The Ponderings of a Heretic…Part 2

Category: News

Thomas continues with series of blogs inspired by this month’s publication of S.J. Parris’ debut Heresy.

Sometimes you read something that just makes you squirm and which you fervently hope never happened to anyone. So it was when early on in S.J. Parris’s Heresy when it is mentioned that one of the Inquisition’s torture techniques is to place a burning poker up the victim’s rectum. Actually, I must admit that this is something that I have heard of before. During a history lesson when my class were learning about the Mediaeval monarchs of England [it’s slightly strange how all that I remember of the years of history lessons that I sat through are a few tortures and odd deaths], the teacher informed us of the demise of Edward II.

According to legend, he was murdered by the previously mentioned red-hot poker up his nether orifice. To our shocked, fourteen year-old minds, this was shocking but then quickly descended into a heated debate as to how this could be accomplished. If I remember correctly, one of my friends decided to claim that it must have been done when Edward went to sit on the loo, with the murderer hiding underneath the toilet with the offending poker! This drew a large amount of derision, as none of us believed that someone could have climbed up the chute underneath the toilet, or that he would have been able to keep the poker at the right temperature as he waited for Edward. Nevertheless, the tale [which in all probability is nothing more than a Mediaeval urban legend] left a lasting impression that made that small moment in Heresy all the more potent.

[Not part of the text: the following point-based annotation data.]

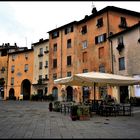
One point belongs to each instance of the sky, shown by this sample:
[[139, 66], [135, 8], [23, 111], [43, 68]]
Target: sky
[[24, 22]]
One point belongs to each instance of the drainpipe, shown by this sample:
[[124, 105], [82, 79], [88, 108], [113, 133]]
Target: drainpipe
[[112, 65], [61, 54]]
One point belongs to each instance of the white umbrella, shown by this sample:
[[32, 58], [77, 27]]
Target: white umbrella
[[88, 79], [91, 78]]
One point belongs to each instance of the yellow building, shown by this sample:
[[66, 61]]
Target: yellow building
[[40, 67], [5, 48], [83, 46], [20, 74]]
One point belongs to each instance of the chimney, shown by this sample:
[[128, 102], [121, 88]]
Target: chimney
[[94, 10]]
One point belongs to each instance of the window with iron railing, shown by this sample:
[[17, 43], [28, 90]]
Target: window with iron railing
[[26, 67], [12, 68]]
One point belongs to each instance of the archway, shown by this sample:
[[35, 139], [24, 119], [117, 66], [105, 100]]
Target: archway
[[124, 94], [11, 94], [55, 93], [85, 94], [25, 89], [69, 90]]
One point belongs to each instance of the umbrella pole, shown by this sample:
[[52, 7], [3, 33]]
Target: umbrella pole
[[94, 105], [94, 91]]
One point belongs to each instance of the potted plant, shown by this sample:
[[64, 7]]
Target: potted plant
[[73, 113]]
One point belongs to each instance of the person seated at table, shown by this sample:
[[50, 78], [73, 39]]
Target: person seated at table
[[110, 100]]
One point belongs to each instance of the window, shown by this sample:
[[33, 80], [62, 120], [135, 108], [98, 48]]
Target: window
[[123, 23], [47, 49], [85, 70], [46, 77], [101, 52], [84, 57], [13, 57], [100, 38], [40, 65], [41, 52], [68, 60], [12, 68], [102, 68], [68, 29], [12, 80], [55, 34], [26, 56], [120, 44], [121, 63], [54, 63], [55, 47], [84, 29], [120, 40], [54, 76], [40, 77], [26, 67], [99, 22], [68, 73], [46, 65], [2, 69], [84, 44], [69, 43]]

But after that rather lengthy digression I arrive at my fact [well, at least I hope it is] on the Inquisition. When Pope Gregory IX issued a number of papal bulls in the 1320s, resulting in the first organised inquisition, the inquisitors were allowed to use torture to root out heretics, but could not draw blood or kill. Thus, initially at least, the Inquisition relied upon torture methods that did not draw blood. Branding and boiling of body parts in oil, water or tar thus became part of their arsenal of torture techniques.

So, I hope that you are still sitting comfortably and next I will be dealing with a reinvention of the wheel!